Chapter 1 The challenge of finding, accessing, and using data

In the realm of data sharing policies adopted by numerous national and international organizations, a common challenge arises for researchers and other data users: the practicality of finding, accessing, and using data. Navigating through an extensive and continually expanding pool of data sources and types can be a complex, time-consuming, and occasionally frustrating undertaking. It entails identifying relevant sources, acquiring and comprehending pertinent datasets, and effectively analyzing them. This challenge is characterized by issues such as insufficient metadata, limitations of data discovery algorithms and systems, and the limited visibility of valuable data repositories and cataloging systems. Addressing the technical hurdles to data discoverability, accessibility, and usability is vital to enhance the effectiveness of data sharing policies and maximize the utility of collected data. In the following sections, we will delve into these challenges.

1.1 Finding data

Researchers and data users employ various methods to identify and acquire data. Some rely on personal networks or tribal knowledge to locate and obtain the data they require, or identify datasets of interest in academic publications. This may lead to the use of data that may not be the most relevant for the researcher’s specific purpose. Many other data users rely on general search engines or turn to specialized data catalogs to discover relevant data resources.
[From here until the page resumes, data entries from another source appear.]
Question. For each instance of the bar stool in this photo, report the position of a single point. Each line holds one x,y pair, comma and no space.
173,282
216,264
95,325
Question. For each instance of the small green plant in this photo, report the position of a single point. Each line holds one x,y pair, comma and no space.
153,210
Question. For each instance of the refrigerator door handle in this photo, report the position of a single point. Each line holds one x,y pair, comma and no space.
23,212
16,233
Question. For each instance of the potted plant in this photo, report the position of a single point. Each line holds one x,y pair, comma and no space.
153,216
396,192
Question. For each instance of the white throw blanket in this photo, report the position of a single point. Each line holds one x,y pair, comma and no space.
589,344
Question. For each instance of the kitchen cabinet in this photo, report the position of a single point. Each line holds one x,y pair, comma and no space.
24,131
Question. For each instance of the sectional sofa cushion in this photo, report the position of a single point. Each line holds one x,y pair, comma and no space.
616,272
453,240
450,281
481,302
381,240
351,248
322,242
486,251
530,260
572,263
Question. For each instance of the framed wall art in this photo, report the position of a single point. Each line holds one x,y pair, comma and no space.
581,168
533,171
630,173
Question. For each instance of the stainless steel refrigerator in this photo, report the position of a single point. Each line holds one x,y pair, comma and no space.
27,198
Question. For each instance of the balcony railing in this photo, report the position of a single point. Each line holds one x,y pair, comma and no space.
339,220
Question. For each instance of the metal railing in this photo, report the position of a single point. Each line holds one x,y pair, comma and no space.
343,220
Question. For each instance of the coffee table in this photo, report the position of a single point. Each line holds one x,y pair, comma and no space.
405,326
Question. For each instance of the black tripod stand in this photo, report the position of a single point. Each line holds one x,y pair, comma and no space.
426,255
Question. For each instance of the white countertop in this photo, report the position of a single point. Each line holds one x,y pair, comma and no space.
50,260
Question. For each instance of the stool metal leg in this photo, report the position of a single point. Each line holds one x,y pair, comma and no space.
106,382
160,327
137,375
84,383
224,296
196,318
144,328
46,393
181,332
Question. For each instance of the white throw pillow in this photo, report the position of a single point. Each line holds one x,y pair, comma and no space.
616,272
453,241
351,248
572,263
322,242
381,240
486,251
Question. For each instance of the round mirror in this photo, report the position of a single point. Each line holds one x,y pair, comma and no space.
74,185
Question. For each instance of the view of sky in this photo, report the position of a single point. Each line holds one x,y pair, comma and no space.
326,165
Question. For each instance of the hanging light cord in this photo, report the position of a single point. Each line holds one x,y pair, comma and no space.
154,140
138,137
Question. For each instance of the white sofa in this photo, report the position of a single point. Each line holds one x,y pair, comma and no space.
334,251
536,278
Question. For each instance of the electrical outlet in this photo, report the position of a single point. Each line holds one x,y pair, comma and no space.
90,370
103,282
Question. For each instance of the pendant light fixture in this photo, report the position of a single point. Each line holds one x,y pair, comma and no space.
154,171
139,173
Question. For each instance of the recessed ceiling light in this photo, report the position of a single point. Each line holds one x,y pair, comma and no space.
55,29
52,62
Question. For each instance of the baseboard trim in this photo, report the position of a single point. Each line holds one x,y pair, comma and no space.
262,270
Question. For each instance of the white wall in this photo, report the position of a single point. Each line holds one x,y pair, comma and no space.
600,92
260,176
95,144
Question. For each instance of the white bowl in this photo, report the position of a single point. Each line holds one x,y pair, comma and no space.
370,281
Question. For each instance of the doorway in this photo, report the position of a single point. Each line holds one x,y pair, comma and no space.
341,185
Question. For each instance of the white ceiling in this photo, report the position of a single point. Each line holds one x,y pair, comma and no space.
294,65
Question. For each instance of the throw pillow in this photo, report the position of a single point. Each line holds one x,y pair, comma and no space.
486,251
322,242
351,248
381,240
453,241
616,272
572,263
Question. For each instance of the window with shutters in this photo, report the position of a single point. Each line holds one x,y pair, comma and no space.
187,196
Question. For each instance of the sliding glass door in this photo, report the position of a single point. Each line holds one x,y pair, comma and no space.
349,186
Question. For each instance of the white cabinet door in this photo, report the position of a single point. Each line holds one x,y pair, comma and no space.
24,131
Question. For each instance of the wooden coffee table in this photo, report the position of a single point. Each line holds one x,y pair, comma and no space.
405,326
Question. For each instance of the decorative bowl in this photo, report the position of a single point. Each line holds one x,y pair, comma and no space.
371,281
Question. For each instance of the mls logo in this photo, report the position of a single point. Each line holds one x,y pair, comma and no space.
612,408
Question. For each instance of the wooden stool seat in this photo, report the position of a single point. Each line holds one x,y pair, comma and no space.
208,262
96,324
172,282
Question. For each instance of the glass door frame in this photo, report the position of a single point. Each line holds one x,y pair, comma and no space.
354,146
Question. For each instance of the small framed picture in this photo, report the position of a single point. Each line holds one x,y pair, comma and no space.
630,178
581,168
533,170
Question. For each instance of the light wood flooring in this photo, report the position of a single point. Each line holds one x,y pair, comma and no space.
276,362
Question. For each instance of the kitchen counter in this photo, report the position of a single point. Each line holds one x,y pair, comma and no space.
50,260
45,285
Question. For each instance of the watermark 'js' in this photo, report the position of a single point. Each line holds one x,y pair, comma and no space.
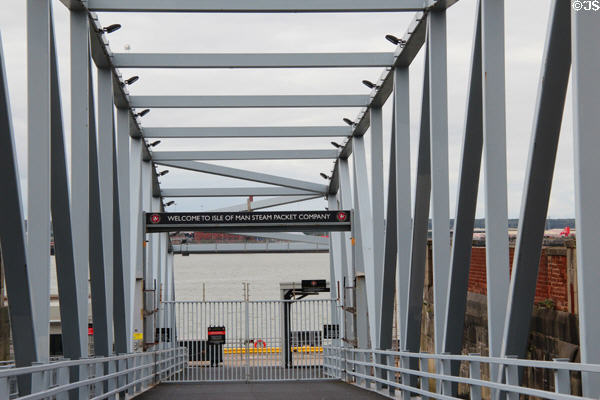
586,5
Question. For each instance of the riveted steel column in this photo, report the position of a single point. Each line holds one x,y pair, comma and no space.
552,90
494,148
403,196
12,239
585,31
414,303
38,171
466,205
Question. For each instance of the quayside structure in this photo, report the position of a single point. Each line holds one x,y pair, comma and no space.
110,223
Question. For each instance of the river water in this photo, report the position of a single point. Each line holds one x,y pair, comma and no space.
223,275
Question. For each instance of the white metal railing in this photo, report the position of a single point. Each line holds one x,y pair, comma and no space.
266,340
388,371
99,377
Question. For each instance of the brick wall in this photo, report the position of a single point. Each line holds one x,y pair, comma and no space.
555,284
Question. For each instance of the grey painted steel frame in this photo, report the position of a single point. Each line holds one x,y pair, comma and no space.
244,155
388,273
264,60
247,132
438,116
12,237
277,101
72,306
234,192
363,219
403,196
80,190
585,30
466,204
552,91
418,252
494,150
38,182
98,284
378,216
262,6
247,175
123,168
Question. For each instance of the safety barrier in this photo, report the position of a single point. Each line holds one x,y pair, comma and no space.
388,371
267,340
97,378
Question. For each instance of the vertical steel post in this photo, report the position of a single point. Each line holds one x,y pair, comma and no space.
403,196
377,213
38,181
585,31
438,117
120,269
365,224
97,259
414,302
494,148
105,178
552,90
80,63
388,278
12,239
72,297
123,172
466,204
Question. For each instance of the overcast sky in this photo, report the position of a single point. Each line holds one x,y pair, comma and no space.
526,23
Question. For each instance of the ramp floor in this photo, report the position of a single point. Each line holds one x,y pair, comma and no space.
307,390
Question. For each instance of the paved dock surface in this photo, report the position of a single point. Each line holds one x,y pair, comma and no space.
308,390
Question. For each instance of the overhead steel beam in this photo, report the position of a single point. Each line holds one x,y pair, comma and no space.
12,238
234,192
262,6
586,119
275,101
247,175
292,237
267,247
247,132
244,155
268,203
264,60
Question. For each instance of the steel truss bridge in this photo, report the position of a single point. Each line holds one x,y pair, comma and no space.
97,209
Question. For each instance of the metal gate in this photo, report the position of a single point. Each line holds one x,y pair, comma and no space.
253,340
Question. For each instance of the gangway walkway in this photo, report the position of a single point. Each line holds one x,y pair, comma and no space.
107,211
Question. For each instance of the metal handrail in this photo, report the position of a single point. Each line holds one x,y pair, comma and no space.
133,368
341,363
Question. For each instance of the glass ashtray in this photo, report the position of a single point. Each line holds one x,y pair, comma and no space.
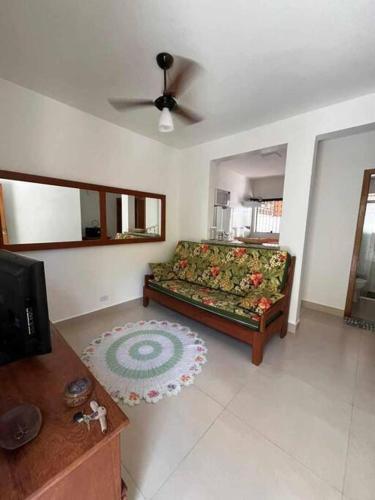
19,425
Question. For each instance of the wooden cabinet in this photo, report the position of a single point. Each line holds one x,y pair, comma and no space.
66,460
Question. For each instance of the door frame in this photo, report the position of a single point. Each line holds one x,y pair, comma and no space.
3,225
358,240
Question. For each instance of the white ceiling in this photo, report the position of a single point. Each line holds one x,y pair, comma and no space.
263,59
257,164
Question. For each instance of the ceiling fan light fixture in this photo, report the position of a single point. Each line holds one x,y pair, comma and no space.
166,121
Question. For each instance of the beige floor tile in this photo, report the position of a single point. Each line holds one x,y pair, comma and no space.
360,475
320,360
233,461
160,435
133,491
299,418
227,369
324,356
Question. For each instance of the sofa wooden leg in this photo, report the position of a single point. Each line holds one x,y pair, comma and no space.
284,330
257,351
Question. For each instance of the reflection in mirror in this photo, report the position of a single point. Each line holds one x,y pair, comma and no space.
90,214
130,217
43,213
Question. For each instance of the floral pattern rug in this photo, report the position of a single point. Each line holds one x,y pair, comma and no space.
145,360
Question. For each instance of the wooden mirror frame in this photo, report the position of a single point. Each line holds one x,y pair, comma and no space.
358,240
102,190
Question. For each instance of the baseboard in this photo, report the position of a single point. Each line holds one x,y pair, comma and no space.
95,310
322,308
293,327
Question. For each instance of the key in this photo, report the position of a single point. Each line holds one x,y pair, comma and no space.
78,417
87,421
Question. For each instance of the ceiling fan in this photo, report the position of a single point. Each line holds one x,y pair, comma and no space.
167,103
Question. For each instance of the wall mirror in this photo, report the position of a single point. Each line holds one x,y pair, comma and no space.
40,213
132,216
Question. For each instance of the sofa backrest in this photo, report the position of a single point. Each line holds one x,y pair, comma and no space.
235,269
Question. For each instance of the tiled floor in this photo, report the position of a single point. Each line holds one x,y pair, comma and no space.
300,426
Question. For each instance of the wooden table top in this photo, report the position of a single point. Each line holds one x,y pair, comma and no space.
61,444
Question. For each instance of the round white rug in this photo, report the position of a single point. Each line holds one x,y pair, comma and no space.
145,360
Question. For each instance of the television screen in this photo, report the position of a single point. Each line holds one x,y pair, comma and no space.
24,322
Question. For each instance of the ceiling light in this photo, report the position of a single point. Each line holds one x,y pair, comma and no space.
166,122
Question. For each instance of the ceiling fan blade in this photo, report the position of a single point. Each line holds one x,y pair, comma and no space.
186,114
186,71
124,104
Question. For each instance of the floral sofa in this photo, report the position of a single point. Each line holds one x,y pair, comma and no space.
240,290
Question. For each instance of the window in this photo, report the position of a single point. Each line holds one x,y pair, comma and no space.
268,216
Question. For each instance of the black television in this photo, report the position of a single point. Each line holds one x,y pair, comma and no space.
24,321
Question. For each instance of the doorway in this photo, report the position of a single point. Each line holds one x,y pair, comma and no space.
360,300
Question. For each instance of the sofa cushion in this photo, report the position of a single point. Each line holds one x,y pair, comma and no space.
243,309
233,269
163,271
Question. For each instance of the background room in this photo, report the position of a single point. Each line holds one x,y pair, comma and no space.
246,196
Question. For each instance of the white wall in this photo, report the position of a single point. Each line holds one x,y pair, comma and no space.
268,187
37,213
224,178
42,136
333,216
300,133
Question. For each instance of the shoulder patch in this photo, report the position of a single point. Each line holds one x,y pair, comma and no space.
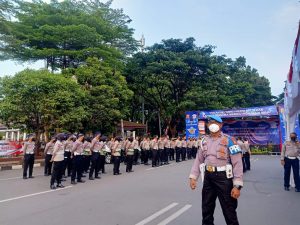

Prominent internet search engines possess notable capabilities in locating and ranking pertinent resources available online. The algorithms powering these search engines incorporate lexical and semantic capabilities. Straightforward data queries, for example a search for population of India in 2023, will yield an instant answer to the prompt (though not always from the most authoritative source). Less specific queries, for example a search for malnutrition indicators for Yemen, will not return a direct answer, but will provide adequate information and links to useful resources, as the search engine has semantic capability and can associate anthropometric indicators like percentage of stunting, wasting, and underweight population to the concept of malnutrition. Generative artificial intelligence has added the capability of these search engines to engage with data users using natural language, which may be suitable for addressing simple queries, although not without risk of errors and inaccuracies. But internet search engines are not be optimized to identify the most relevant data when the user’s requirements cannot be expressed in the form of a straightforward query. And the answers they return to users’ queries is constrained by the quality of metadata attached to data available online.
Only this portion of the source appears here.